By Gayatri Suroyo and Fransiska Nangoy
JAKARTA (Reuters) -Indonesia’s central bank announced on Thursday a surprise 300 basis points of staggered hikes in the reserve requirement ratio (RRR) for banks over the next eight months, in one of its first concrete signs of monetary tightening.
At its first policy meeting of the year, Bank Indonesia (BI) kept its benchmark 7-day reverse repurchase rate steady at 3.50%, as expected in a Reuters poll. It also left two other main policy rates unchanged.]

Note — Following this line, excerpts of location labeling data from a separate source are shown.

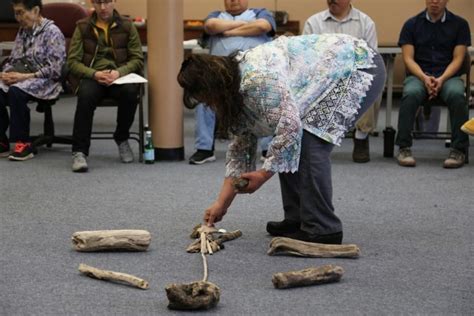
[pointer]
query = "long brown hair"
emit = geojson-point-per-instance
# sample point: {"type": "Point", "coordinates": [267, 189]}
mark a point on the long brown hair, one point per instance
{"type": "Point", "coordinates": [214, 80]}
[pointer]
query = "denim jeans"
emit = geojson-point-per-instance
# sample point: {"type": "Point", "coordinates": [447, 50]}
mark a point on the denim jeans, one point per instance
{"type": "Point", "coordinates": [205, 128]}
{"type": "Point", "coordinates": [89, 95]}
{"type": "Point", "coordinates": [415, 94]}
{"type": "Point", "coordinates": [19, 120]}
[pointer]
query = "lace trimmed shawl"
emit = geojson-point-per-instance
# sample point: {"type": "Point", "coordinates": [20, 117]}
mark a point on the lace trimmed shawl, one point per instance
{"type": "Point", "coordinates": [311, 82]}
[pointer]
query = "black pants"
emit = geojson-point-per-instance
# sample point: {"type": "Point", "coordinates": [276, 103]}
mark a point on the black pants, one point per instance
{"type": "Point", "coordinates": [90, 94]}
{"type": "Point", "coordinates": [17, 100]}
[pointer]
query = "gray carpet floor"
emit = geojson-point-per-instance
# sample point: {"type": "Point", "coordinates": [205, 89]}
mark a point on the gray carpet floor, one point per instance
{"type": "Point", "coordinates": [414, 228]}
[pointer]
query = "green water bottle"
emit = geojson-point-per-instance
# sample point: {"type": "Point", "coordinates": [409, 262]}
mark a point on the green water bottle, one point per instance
{"type": "Point", "coordinates": [149, 155]}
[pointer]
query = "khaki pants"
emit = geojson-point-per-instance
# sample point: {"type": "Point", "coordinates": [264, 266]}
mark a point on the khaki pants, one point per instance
{"type": "Point", "coordinates": [368, 121]}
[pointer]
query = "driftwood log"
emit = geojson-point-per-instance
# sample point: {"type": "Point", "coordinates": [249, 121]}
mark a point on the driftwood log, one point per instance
{"type": "Point", "coordinates": [127, 239]}
{"type": "Point", "coordinates": [113, 276]}
{"type": "Point", "coordinates": [215, 241]}
{"type": "Point", "coordinates": [201, 294]}
{"type": "Point", "coordinates": [288, 246]}
{"type": "Point", "coordinates": [192, 296]}
{"type": "Point", "coordinates": [310, 276]}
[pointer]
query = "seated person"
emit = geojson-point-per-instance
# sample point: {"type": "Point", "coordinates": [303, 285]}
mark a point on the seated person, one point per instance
{"type": "Point", "coordinates": [104, 47]}
{"type": "Point", "coordinates": [236, 29]}
{"type": "Point", "coordinates": [32, 72]}
{"type": "Point", "coordinates": [433, 46]}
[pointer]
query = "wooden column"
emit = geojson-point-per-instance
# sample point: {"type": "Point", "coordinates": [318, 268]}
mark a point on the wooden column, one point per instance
{"type": "Point", "coordinates": [165, 55]}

But in a sign that BI has a keen eye on the U.S. Federal Reserve’s anticipated tightening and potential jolts to Indonesian financial markets, Governor Perry Warjiyo announced three RRR hikes, starting with 150 basis points in March, 100 bps from June and another 50 bps from September to contain liquidity.
“For the time being our focus is on maintaining stability amid normalisation by the Fed, while at the same time supporting the economic recovery,” he said in an online news conference.
In total, BI will absorb about 200 trillion rupiah ($13.95 billion) of liquidity with the RRR moves, Warjiyo said, but he assured that banks will still have enough for lending and buying government bonds.
Warjiyo later told a call with investors that liquidity will remain larger than pre-pandemic levels after the hikes, and no significant impact to money market rates is expected.
Since 2020, BI had cut interest rates by 150 bps and injected a total of 874.4 trillion rupiah ($61 billion) to cushion the economic fallout from the COVID-19 pandemic. BI said its quantitative easing was among the biggest in emerging markets.
On interest rate policy, Warjiyo said BI will start to consider a hike once it sees inflationary pressures, adding that he is confident inflation will be within its 2% to 4% target this year.
While BI will continue to take measures to ensure the stability of the rupiah and bond yields, some flexibility will be needed, the governor said.
The policy mix was decided assuming the Fed will raise rates four times this year starting in March, he said.
BI has had to adjust its policy in the past when the Fed tightened because the rupiah was among Asia’s most risk sensitive currencies.
“To us, the drumbeat of the Fed’s hawkishness has become so loud of late that BI can no longer ignore it and retain a low-rates-for-longer stance domestically,” Wellian Wiranto, economist at OCBC said, adding he expects a rate hike on the tail of the Fed’s likely March lift-off.
Previously, analysts polled by Reuters had not expected BI rate hikes to begin until the third quarter of this year.
Analysts have said Indonesia would fare better this time compared with previous U.S. tightening cycles as Southeast Asia’s largest economy benefits from a global commodity boom, which has kept the currency relatively stable and improved the country’s balance of payments.
On the domestic front, BI maintained all economic assumptions, including 2021 GDP growth of between 3.2% to 4.0% and 2022 growth at 4.7% to 5.5%, saying that main indicators have continued to improve.
Indonesia’s economic recovery was disrupted by an outbreak of the Delta variant in July-August last year, which slowed growth to 3.51%. Analysts said economic momentum has since picked up, although they noted the Omicron variant outbreak presents a new risk.